Ice in the Bedroom
- First edition (US)
- Author: P. G. Wodehouse
- Language: English
- Genre: Comic novel
- Publisher: Simon & Schuster (US) Herbert Jenkins (UK)
- Publication date: 2 February 1961 (US) 15 October 1961 (UK)
- Publication place: United States
- Media type: Print

= Ice in the Bedroom =

1961 novel by P. G. Wodehouse

Ice in the Bedroom is a novel by P. G. Wodehouse, first published as a book in the United States (where the title was The Ice in the Bedroom) on 2 February 1961 by Simon & Schuster, Inc., New York, and in the United Kingdom on 15 October 1961 by Herbert Jenkins, London.

It features several Wodehouse characters from earlier books, including Drones Club members Freddie Widgeon and Oofy Prosser, and the trio of criminals, "Chimp" Twist and "Soapy" and "Dolly" Molloy.

The novel has two intertwined sub-plots. Freddie Widgeon, who wishes to marry Sally Foster, is seeking to escape from a dull job in a London office to become the manager of a coffee plantation in Kenya. Meanwhile, in the normally quiet suburb of Valley Fields, where Freddie is living, a cache of jewellery, hidden in the home of Freddie's neighbour, is attracting the attention of a small gang of petty criminals.
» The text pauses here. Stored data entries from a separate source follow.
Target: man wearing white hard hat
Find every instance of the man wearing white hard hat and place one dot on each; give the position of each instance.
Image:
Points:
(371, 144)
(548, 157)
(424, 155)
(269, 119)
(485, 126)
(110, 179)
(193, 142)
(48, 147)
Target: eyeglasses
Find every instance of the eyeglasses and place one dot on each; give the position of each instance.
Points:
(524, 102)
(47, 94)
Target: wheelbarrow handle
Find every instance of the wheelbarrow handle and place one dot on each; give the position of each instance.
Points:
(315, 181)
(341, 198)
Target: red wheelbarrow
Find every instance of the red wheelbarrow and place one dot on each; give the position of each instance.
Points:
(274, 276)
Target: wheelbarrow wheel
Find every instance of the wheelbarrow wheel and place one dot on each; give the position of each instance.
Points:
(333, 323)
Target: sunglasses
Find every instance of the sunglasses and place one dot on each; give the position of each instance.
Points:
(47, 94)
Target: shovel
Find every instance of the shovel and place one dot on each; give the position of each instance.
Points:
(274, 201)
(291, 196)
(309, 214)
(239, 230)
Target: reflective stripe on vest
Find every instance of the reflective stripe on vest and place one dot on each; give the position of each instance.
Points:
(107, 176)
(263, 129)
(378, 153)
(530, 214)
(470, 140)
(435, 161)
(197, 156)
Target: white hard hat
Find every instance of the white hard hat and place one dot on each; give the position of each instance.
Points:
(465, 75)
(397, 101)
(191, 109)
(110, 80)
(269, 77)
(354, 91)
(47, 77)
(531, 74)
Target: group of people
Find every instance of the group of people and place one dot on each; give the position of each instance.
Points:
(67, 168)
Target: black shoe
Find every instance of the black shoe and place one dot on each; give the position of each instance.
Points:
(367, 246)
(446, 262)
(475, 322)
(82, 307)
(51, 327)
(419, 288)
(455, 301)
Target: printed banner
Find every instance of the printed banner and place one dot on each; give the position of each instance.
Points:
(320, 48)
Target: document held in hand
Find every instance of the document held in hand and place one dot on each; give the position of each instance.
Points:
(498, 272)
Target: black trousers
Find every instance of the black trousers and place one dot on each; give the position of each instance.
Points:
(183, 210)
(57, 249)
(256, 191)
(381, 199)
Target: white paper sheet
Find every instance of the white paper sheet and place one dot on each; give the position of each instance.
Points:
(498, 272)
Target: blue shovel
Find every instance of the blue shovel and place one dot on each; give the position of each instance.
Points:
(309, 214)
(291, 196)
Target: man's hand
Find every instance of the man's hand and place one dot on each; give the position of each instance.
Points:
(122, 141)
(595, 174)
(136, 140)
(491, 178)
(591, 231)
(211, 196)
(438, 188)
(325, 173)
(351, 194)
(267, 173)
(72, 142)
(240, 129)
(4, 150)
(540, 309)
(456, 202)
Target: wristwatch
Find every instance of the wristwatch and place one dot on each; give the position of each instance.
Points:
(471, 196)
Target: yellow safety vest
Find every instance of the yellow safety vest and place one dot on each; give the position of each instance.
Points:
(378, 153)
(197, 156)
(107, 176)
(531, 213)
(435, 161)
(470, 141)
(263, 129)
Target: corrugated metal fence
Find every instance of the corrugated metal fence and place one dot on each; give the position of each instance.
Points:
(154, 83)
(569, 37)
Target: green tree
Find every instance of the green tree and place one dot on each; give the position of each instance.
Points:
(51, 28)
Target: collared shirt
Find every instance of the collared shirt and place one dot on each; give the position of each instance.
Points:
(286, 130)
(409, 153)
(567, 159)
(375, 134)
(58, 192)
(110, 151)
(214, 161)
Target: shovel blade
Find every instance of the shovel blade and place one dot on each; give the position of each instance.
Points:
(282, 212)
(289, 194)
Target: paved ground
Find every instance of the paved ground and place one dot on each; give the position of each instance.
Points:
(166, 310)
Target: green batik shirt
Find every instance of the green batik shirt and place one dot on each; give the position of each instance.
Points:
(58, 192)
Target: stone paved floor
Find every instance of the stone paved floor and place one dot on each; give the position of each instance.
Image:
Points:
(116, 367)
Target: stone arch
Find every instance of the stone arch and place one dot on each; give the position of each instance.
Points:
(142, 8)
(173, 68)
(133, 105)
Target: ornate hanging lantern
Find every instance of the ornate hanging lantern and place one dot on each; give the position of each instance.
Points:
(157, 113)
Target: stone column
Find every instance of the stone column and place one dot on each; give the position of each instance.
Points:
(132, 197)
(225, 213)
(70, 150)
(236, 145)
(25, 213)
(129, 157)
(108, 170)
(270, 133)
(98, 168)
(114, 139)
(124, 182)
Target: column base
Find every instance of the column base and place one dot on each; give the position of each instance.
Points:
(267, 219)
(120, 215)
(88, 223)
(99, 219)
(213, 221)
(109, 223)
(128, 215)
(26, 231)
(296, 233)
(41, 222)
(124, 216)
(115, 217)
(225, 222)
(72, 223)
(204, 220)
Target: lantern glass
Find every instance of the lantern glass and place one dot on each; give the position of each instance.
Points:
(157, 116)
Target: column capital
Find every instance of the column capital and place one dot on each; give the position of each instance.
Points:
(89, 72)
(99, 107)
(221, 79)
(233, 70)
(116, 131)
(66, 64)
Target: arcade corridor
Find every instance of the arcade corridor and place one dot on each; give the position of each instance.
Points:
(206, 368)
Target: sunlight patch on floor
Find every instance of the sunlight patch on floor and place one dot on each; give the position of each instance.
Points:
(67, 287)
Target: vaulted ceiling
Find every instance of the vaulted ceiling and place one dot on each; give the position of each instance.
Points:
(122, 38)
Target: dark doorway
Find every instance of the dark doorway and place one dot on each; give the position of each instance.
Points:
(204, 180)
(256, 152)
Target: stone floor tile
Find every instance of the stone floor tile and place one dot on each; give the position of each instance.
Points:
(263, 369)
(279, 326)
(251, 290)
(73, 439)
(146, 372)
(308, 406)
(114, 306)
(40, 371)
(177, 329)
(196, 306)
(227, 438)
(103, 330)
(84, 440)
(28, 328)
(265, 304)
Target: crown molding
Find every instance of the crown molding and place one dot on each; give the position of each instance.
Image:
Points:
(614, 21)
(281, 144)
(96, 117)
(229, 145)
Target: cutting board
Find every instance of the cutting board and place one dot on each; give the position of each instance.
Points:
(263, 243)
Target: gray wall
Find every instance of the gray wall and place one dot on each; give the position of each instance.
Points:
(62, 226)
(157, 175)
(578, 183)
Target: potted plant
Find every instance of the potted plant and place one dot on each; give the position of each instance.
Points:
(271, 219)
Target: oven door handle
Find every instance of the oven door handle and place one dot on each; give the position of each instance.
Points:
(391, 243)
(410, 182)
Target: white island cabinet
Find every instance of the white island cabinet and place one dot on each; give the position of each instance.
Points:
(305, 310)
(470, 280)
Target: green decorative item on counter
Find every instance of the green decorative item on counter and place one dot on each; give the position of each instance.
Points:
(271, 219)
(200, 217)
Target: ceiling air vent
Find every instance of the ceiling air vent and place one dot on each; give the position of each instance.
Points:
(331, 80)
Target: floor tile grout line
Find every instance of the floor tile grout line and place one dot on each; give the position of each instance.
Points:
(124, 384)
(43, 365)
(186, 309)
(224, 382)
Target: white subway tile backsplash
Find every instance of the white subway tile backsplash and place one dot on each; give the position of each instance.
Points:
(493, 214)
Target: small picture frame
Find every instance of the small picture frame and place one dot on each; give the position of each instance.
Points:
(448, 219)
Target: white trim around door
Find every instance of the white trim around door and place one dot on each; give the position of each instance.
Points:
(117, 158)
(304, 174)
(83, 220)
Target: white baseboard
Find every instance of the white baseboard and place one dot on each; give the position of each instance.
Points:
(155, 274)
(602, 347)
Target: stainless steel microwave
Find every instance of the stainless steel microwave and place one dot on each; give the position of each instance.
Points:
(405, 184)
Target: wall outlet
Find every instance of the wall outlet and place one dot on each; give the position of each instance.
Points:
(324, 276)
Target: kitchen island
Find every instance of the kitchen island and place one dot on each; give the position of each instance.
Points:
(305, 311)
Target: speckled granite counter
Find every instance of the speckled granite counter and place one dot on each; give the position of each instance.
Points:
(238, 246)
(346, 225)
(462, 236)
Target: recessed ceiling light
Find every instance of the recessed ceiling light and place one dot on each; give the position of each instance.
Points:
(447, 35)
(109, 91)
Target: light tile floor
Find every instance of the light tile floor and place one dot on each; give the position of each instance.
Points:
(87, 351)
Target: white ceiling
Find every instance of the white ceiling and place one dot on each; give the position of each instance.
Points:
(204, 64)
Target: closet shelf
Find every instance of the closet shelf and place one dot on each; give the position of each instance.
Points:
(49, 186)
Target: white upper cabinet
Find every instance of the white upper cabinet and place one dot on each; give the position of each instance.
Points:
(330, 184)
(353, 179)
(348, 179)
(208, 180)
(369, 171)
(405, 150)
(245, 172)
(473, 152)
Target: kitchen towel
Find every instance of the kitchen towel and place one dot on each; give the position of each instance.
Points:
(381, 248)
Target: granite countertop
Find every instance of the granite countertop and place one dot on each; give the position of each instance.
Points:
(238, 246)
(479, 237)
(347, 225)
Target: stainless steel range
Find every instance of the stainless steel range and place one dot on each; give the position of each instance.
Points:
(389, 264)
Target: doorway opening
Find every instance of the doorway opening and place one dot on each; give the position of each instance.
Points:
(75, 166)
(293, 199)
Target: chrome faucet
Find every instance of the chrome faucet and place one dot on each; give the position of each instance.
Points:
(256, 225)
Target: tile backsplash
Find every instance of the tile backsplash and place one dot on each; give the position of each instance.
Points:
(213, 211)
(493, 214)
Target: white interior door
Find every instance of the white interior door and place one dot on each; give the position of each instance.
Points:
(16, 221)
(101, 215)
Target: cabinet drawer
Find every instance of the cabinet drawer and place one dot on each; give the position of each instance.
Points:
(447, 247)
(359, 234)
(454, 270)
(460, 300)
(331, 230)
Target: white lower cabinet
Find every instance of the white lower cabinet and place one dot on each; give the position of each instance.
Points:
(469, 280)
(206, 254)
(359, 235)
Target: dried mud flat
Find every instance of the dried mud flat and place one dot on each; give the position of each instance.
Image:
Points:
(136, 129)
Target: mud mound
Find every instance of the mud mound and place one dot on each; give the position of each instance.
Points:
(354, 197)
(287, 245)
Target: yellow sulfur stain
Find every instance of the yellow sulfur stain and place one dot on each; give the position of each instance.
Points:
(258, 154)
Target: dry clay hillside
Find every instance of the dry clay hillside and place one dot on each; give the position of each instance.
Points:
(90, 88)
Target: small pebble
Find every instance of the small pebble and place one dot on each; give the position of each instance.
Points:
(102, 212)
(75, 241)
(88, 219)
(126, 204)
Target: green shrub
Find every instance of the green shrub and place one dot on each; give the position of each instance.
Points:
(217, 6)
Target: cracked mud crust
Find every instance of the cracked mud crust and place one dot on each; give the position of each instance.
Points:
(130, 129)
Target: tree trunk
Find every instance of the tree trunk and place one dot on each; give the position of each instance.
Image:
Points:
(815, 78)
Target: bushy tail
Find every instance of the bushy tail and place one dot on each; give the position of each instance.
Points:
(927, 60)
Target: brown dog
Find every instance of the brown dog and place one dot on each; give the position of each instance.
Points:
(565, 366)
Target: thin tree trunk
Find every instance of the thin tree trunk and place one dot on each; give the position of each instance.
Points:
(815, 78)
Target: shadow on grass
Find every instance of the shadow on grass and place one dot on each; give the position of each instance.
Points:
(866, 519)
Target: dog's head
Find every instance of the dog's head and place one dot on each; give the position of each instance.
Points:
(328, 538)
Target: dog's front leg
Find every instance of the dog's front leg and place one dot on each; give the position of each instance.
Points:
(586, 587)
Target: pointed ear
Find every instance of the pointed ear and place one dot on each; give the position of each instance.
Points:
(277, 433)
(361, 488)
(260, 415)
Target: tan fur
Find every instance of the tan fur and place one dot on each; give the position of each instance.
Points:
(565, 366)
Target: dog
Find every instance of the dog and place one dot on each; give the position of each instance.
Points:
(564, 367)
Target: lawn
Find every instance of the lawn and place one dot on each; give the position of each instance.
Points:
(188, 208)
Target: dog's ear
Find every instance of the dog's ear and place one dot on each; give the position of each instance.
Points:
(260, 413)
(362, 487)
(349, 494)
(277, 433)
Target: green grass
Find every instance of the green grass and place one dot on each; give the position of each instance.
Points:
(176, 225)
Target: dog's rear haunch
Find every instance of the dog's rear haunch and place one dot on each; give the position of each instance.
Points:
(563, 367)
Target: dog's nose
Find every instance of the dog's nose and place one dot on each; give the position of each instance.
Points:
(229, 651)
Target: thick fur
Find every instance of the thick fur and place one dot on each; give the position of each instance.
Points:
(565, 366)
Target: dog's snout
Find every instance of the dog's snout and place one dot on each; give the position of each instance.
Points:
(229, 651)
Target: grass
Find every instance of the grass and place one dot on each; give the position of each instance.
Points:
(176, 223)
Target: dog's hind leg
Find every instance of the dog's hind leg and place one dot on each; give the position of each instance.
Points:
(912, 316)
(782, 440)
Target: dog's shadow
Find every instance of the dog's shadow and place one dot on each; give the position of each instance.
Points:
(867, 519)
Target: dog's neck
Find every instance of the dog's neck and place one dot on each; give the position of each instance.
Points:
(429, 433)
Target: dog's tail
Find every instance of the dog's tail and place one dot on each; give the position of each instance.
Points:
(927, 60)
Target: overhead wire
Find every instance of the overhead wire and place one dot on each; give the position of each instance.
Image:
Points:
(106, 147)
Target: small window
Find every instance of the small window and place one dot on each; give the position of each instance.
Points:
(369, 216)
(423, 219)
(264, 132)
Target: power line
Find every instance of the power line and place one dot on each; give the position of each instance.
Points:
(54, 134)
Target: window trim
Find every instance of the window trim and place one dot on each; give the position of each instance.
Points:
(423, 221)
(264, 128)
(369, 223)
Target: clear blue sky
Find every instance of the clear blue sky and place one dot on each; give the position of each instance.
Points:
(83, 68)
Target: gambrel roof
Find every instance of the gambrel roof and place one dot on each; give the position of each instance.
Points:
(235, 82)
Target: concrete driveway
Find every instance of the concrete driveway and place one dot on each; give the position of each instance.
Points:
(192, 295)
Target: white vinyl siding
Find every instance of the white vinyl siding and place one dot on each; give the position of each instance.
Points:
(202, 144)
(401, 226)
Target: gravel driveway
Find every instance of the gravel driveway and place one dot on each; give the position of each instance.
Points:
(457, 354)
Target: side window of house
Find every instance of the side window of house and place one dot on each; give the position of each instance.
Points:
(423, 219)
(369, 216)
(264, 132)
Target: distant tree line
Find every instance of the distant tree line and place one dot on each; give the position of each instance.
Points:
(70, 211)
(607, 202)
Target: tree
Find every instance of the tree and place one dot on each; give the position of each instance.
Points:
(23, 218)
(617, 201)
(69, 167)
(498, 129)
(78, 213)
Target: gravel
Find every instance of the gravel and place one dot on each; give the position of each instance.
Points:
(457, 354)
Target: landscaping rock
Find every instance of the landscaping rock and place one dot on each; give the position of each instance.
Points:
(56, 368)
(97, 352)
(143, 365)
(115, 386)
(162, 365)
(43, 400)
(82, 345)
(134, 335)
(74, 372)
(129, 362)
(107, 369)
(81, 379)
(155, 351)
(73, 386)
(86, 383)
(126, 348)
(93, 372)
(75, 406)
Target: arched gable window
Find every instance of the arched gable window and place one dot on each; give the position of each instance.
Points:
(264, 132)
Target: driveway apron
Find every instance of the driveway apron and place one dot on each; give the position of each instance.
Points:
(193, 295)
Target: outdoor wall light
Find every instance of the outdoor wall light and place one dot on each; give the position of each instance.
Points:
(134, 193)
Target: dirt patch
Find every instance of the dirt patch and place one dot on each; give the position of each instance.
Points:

The story is essentially a re-working of Sam the Sudden (1925), which was also set in the fictional Valley Fields, had a sub-plot in which the same three crooks were hunting for hidden treasure, and entwined this with a romantic sub-plot.

==Plot==

Freddie Widgeon is renting a villa called Peacehaven in the idyllic South London suburb of Valley Fields, and working, unhappily, in the office of Shoesmith, Shoesmith, Shoesmith and Shoesmith, solicitors. Soapy Molloy has just moved out of the house next door (Castlewood), to be replaced by the novelist Leila Yorke. Leila is published by Popgood and Grooly (a publishing firm also mentioned in other novels including Uncle Dynamite and Galahad at Blandings), which is largely owned by Oofy Prosser. It turns out that Soapy has left some diamonds or "ice" (stolen from Oofy's wife Myrtle) in the bedroom of Castlewood. His wife Dolly, just released from jail, is determined to get it back. After several failed attempts, she comes up with the idea of trying to drive Leila out of her house by arranging for many people to knock on her door bearing cats, and later dogs.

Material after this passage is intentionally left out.